Gone in Six Seconds: Why I Passed on Your Resume

Danielle Krause

Executive Recruiter at Randstad

Gone in Six Seconds: Why I Passed on Your Resume

Feb 11, 2015

That’s right: I only spent about six seconds looking at that meticulously written, brilliant resume of yours. That might sound crazy, but I’m not alone. If your job application was lucky enough to have been screened by a real live human, that human is likely not spending much longer than I am.

Before you scoff, it’s worth noting that six seconds is all anyone really needs to decide whether a resume is worth considering. Yes, it can really be that obvious! Don’t believe me? Here are the most likely reasons I passed on your resume:

1) You are not qualified by any stretch of the imagination.

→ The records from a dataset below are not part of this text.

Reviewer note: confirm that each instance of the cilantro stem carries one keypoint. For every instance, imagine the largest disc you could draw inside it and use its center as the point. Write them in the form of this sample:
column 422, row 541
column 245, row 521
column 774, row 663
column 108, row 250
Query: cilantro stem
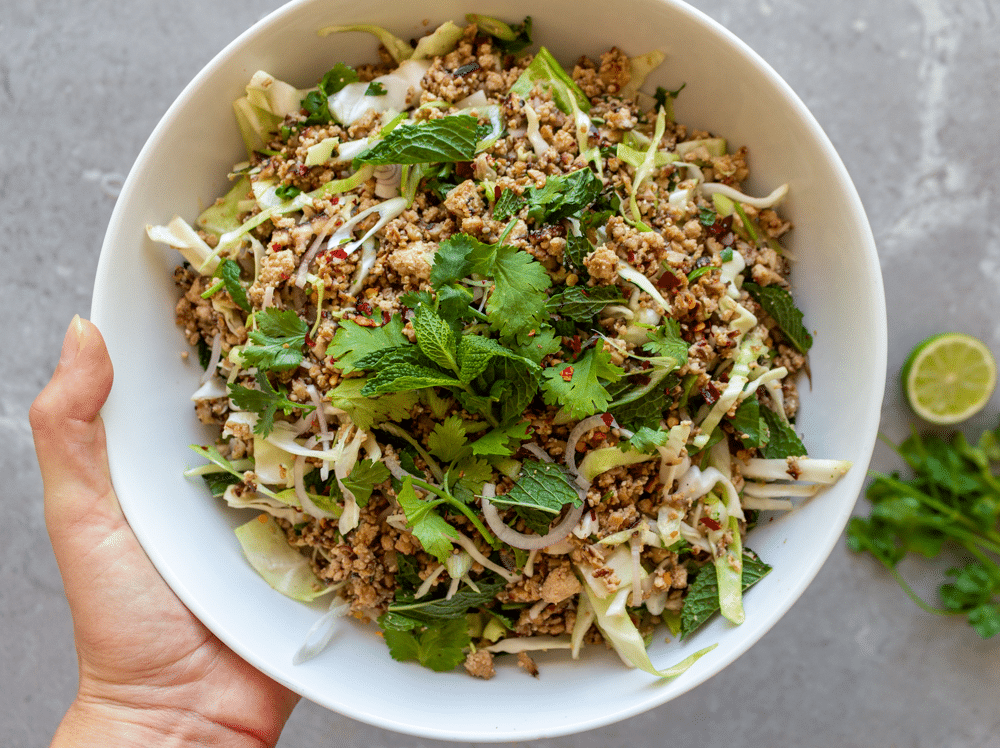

If you are a recruiter, you have experienced this phenomenon: far less than half of the applicants that respond to job ads lack the basic qualifications that are explicitly spelled out in the text.

When I say qualifications, I’m talking about the bare minimum here. If my ad calls for a bachelor’s degree and at least three years of experience in property accounting, hundreds of you seem to think that can be stretched to mean, temped at Kohl’s every summer since high school and probably getting my BA in Art History in 2017.

I have nothing against Kohl’s or art history, but, did you read the ad?

2) The formatting is difficult to read.

Hmm, so it looks like you quit your job at Donut-Haus and came back later… no wait, I see it now… you got promoted from Herr Über-Donut to Kronut Kaiser in June… I just wasted three precious seconds.

Things like font type, font size, font color, margins, spacing, and consistency actually matter. Yup, that means your go-to size 13 Comic Sans and royal blue headings should probably be retired in the name of professionalism.

Now, “professional” formatting can mean very different things in different industries. I’ve seen more creative types have artsy, colorful resumes, and I’ve even heard of things like writing samples, links, and graphics included. My advice? Get a professional opinion on your final draft before starting your application spree. Otherwise, your six seconds of fame are already up.

3) Your spelling and grammar mistakes are distracting.

Grammatical or spelling blemishes on your resume send one of two messages: either you have poor attention to detail, or you don’t care enough about how you represent yourself. That isn’t exactly the best first impression to give a prospective employer or a recruiter.

Here are some of the top offenders that I see regularly:

  • Capitalizing Random words, while ignoring Proper nouns like microsoft excel
  • Ending some bullet points with a period, but not all.
  • Started to use a different tense without warning
  • Including a comma-separated list that starts normally, elaborates, makes sense, suddenly parallel structure goes out the window, I already pressed “delete”

4) The content is boring, rudimentary, and/or devoid of meaning.

Even the most professional looking, impeccably edited resume can’t stop my eyes from glazing over due to poor content. Listing your basic duties is not a resume– it’s a regurgitated job description. Yuck.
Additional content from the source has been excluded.